The contributing editor to Internet Wealth Builder adds, "I think the generic drug makers have the best chance of coming out of the upheaval in healthcare smelling like roses." Here, he looks at one favorite: Perrigo (NASDAQ: PRGO).

"I've chosen a lesser-known generic drug maker that I think should reward investors over the next 12 months with a market-beating performance; Perrigo Company is a leading manufacturer of generic over-the-counter and prescription pharmaceuticals.

"When you go to your local drugstore and see the retailer's private label of aspirin or cough syrup selling for substantially less than the branded versions, there's a good chance that Perrigo was the manufacturer of that product.

"The company also produces a broad range of over-the-counter consumer products including pregnancy tests, sleep aids, smoking cessation aids, anti-acids, etc.

"Recently they made large bets in the nutrition area by offering private-branded versions of popular multivitamins and other types of supplements.

"The company is also active in prescription pharmaceuticals through their Chemgis division, which provides active pharmaceutical ingredients for a variety of customers worldwide.

"Perrigo is headquartered in Israel but has manufacturing facilities in Mexico, the U.S., and Germany along with operational divisions in China, India, and the U.K.

"As you can imagine in a depressed economy, consumers are increasingly choosing generic versions of popular over-the-counter products, which has allowed the company to grow while the sales of more expensive mainstream name-brand products are flat to down.

"Revenue from their most recent quarter (to March 28) increased by 5% to $506 million as compared to $481 million in the prior year (figures in U.S. dollars).
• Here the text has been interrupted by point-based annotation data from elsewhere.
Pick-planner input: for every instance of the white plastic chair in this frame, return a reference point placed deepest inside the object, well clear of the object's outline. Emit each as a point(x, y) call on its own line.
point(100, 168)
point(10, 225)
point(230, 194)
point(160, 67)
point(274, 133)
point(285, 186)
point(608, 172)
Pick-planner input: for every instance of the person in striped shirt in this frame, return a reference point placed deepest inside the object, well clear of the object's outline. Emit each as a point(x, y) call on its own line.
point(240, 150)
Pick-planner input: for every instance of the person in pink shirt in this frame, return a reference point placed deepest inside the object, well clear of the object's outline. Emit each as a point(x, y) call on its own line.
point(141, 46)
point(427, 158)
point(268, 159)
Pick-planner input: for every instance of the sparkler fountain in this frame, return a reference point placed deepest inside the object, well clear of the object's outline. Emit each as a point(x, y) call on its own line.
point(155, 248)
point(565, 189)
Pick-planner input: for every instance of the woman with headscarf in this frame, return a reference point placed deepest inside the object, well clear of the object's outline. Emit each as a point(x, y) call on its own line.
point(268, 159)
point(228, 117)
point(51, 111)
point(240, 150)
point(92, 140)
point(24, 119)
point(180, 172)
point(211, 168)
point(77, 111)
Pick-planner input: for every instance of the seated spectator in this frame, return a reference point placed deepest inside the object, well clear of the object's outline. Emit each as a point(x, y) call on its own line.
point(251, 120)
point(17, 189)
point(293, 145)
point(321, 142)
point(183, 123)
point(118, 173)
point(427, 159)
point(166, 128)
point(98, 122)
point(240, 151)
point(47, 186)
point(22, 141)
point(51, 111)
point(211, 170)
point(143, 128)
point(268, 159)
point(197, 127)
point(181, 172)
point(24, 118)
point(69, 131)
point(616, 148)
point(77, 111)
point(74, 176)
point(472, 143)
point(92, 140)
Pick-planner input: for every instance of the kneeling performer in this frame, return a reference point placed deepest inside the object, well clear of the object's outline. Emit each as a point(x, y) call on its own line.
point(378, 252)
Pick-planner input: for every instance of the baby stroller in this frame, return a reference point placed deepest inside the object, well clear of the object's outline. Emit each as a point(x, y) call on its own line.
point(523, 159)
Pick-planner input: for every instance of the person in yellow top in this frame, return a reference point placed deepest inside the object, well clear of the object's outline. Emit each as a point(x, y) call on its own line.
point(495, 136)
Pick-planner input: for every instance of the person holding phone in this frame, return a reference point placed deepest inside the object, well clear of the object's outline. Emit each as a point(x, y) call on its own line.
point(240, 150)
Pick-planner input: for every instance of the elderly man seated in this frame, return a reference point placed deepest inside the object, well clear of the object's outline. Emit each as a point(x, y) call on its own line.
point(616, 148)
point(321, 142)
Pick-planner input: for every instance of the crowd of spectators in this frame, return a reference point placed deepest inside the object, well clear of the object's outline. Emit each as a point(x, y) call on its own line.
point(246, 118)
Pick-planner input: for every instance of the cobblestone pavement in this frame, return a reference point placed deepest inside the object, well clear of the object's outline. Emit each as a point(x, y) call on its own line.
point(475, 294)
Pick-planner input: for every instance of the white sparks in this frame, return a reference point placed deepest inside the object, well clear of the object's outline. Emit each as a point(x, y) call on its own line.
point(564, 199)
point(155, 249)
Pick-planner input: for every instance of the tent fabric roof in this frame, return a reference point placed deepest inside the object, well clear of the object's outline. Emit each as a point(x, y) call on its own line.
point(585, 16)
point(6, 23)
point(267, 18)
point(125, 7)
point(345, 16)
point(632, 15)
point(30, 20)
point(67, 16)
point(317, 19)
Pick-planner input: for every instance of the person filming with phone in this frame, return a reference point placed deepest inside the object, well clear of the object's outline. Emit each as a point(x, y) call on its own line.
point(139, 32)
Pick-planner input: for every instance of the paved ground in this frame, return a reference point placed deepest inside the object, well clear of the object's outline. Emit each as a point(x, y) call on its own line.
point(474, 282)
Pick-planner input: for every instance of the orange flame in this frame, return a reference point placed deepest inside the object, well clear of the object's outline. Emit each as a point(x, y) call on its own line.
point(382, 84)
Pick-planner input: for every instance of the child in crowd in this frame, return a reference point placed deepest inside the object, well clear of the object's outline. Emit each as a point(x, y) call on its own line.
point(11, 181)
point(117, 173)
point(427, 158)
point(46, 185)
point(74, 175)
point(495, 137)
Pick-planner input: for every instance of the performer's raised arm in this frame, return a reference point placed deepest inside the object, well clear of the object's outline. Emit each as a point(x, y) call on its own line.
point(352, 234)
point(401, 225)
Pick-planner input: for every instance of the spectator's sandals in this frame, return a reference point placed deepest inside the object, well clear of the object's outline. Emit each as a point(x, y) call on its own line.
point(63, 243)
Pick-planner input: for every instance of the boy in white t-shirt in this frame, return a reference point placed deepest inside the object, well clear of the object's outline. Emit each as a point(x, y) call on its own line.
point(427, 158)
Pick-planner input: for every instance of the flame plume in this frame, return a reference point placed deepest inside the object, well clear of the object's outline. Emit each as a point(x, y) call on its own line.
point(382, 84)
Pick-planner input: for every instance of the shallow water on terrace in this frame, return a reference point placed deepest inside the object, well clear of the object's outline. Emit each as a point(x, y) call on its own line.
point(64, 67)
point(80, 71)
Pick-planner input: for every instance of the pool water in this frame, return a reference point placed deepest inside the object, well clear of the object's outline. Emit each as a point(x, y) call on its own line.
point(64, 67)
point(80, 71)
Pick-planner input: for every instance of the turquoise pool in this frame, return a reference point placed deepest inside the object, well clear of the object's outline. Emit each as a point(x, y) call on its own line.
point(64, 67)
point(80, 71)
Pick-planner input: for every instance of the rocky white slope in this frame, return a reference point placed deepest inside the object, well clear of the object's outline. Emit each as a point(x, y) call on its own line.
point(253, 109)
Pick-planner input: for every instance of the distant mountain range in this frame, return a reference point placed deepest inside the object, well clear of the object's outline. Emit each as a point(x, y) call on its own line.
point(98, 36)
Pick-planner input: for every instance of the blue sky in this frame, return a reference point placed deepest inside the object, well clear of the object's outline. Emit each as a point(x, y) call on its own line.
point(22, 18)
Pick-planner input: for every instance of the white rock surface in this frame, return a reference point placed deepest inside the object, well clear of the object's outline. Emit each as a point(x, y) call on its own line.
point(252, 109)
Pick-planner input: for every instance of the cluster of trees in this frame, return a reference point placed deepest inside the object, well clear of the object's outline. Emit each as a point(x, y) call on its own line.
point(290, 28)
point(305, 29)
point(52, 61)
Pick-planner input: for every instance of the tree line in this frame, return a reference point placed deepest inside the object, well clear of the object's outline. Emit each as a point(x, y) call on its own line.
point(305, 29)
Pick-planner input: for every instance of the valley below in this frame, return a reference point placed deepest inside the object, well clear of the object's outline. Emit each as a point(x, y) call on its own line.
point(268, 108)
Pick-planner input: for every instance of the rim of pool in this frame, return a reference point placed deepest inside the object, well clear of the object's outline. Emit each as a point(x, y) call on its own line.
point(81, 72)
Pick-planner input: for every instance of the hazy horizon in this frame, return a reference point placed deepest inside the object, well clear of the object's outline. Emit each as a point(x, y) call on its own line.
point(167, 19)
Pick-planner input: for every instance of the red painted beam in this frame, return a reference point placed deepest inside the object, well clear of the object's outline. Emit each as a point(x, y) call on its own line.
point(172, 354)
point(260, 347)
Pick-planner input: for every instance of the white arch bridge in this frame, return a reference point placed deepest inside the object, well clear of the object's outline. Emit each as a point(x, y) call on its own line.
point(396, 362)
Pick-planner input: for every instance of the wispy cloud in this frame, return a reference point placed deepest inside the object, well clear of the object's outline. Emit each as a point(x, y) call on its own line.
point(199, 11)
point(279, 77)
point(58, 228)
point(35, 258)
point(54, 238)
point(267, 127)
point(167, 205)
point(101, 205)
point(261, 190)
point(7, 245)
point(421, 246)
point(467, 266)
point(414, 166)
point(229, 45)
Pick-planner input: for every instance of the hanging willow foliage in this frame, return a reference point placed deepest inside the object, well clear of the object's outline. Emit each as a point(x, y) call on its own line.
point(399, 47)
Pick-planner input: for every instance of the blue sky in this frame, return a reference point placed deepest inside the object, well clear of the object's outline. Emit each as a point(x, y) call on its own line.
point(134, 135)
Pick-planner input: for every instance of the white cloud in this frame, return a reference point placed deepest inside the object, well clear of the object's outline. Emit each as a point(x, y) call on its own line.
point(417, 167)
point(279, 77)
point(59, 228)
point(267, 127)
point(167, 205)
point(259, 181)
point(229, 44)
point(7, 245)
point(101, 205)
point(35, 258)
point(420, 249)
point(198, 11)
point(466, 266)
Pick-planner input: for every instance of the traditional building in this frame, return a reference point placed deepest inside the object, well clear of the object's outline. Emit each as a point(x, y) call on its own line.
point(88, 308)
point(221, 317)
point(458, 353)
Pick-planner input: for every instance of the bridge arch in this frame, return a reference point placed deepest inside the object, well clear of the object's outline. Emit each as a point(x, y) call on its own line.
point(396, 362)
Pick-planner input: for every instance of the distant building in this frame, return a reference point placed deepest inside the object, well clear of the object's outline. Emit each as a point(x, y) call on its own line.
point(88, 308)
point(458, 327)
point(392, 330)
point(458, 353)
Sales of consumer healthcare products grew by 12%. Earnings came in at a record 50 cents per share.

"For the first nine months of the 2009 fiscal year, net sales from continuing operations were $1.5 billion, an increase of 19% over fiscal 2008. Reported gross profit was $432.1 million, increase of 13% over last year, driven by the consumer healthcare segment.

"Barron's recently ran a favorable article about the company, drawing attention to the fact that as long as consumers are under the gun they are likely to be frugal in their shopping habits.

"If they get used to using generic products it will be hard for branded manufacturers to persuade them to switch back when the economy recovers.

"None of the products in the company's portfolio are particularly exotic and verge on being nondiscretionary for most consumers. So even if the market corrects again I think the stock can provide some stability in your portfolio.

"The fact it pays a small dividend (22c a year) contributes to the overall return. The stock has recovered significantly from its March low of $18.54 but is still well below the 52-week high of $40, reached last September."

Steven Halpern's TheStockAdvisors.com offers a free daily overview of the favorite stock picks and investment ideas from the nation's leading financial newsletter advisors.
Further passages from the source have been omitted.